Un ex-entraîneur de ski canadien condamné à 12 ans de prison pour agressions sexuelles sur mineures

JUSTICEVisé par les plaintes de neuf skieuses, il était incarcéré depuis 2015…
W.P, avec AFP

W.P, avec AFP

«Ce genre de crime n’est plus acceptable dans notre société. » C’est en ces mots que s’est exprimée la procureure Marie-Nathalie Tremblay après la condamnation vendredi de Bertrand Charest à une peine de 12 ans de prison pour agressions sexuelles sur des jeunes filles mineures dont il avait la responsabilité au sein de l’équipe junior de ski du Canada.

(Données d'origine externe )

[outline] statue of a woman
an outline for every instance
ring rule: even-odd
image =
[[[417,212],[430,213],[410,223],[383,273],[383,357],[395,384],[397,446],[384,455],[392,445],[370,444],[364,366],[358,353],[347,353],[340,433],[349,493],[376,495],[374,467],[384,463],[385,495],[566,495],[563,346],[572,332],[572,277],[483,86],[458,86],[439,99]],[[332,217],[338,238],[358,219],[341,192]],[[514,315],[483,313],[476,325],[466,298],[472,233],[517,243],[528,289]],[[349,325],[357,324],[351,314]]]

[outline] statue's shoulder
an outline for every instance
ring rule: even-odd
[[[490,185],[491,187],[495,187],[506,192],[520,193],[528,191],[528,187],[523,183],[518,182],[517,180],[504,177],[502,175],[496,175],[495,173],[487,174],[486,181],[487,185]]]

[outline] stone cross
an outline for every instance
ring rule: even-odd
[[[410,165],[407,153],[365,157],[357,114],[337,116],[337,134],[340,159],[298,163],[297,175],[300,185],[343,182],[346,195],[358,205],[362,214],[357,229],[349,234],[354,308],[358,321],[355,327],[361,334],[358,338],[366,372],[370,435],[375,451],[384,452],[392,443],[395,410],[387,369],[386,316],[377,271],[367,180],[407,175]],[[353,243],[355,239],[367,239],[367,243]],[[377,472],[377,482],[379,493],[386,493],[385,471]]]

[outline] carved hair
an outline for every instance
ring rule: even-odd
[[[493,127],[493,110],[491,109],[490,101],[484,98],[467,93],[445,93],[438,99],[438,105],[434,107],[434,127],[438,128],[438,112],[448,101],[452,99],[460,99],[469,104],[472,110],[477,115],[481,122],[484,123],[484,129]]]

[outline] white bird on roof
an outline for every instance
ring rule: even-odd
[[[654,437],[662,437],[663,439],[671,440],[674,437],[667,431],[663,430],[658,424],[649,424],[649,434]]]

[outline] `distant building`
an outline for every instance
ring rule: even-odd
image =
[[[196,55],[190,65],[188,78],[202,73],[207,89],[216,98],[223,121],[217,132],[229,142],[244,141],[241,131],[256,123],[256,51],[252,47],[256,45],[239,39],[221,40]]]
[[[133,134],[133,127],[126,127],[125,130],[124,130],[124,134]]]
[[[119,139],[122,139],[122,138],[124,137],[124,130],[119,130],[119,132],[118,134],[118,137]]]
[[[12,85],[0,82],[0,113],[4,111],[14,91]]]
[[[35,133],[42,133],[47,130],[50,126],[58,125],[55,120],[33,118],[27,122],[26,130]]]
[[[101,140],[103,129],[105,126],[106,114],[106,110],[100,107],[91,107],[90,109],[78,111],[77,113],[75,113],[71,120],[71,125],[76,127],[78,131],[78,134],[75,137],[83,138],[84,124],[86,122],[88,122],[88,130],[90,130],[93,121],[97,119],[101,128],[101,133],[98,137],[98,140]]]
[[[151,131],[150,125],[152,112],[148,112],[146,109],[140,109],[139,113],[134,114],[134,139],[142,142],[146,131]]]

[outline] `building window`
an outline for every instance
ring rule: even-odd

Selon l’acte d’accusation, Bertrand Charest avait agressé sexuellement les jeunes athlètes, parfois âgées de 12 ans, lors de rassemblements de l’équipe au Canada mais aussi lors de déplacements en France​, en Autriche, en Nouvelle-Zélande et aux Etats-Unis entre 1991 et 1998.

Le condamné pourrait faire appel

Bertrand Charest, visé par les plaintes de neuf skieuses, incarcéré depuis mars 2015, avait été reconnu coupable en juin de 37 chefs d’accusations et risquait une peine maximale de 14 ans de prison.

Dans les attendus du jugement, le tribunal a justifié la peine par la « position d’autorité » qu’occupait Bertrand Charest sur des victimes mineures. « Je trouve que c’est une peine importante », a indiqué Antonio Cabral, avocat de Bertrand Charest, qui avait plaidé pour une peine de quatre à six ans de prison. L’ex-entraîneur qui avait déjà fait appel de sa condamnation, pourrait également faire appel de sa peine, a indiqué l’avocat.

20 ans après les faits

La procureure Marie-Nathalie Tremblay s’est dite « satisfaite » de la décision, saluant les victimes ayant accepté de témoigner. C’est en apprenant que Bertrand Charest était moniteur de ski dans une petite station du Québec qu’une victime a décidé de porter plainte, vingt ans après avoir subi ces agressions.